Sorry. None of that has any basis in reality. TPR is a very serious matter, and not something to be recommended flippantly. There are specific statutory criteria that must be met. Serious abuse/neglect, abandonment, or the parent is “otherwise unfit” due to a list of factors. Nobody quibbles about parts per million of any damn thing.

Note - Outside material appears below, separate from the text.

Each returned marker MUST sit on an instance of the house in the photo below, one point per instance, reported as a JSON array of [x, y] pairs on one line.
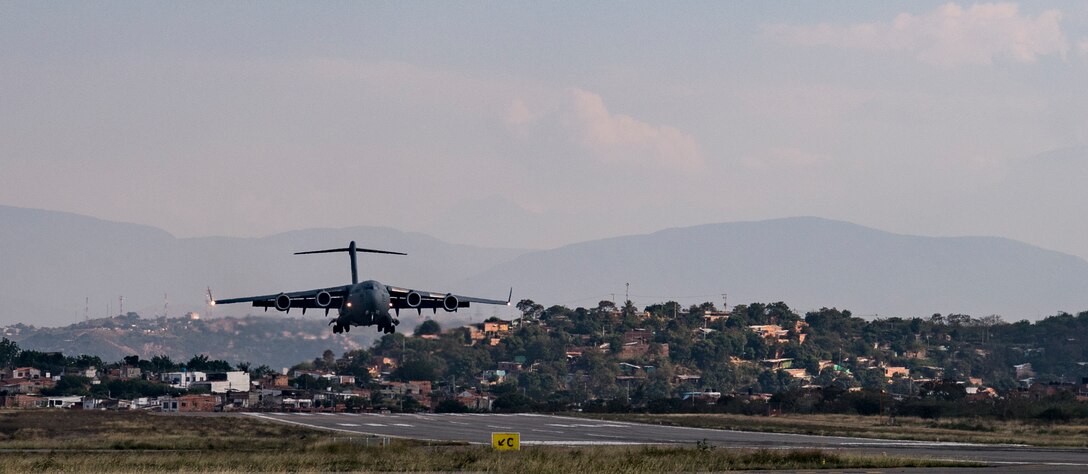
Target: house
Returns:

Perhaps my example was a bit exaggerated. What I meant to ask was whether GAL recommendations are primarily based on (coldly, perhaps) applying complex rules of logic to sets of observed facts according to strict statutory criteria and popping an answer out of an algorithm (E.g. X happened, X implies Y according to Rule Z, Y constitutes Neglect, therefore Neglect), or are they more holistic professional judgments that attempt to harmonize statutory criteria and reality into an overall assessment that is greater than 1 + 1 = 2 (e.g. X happened, X implies Y under most cases if it is reasonable to conclude such given the circumstances, which I think are met, Y constitutes Neglect if the GAL in their professional opinion considers it ‘serious’, which I do because of Reasons A B and C (See Best Practices in Family Togetherness by Johnson, Murphy, and Smith, et al., 1995), therefore Neglect)?
At least in my cases, it’s the more holistic approach. I want as much information as I can get in a TPR case. If the bio parent shows up in court, I’m going to listen to whatever they have to say, review any documents/pictures/etc they have to show me, and if necessary, conduct a home visit even if it means traveling out of state and getting a police escort while I do it.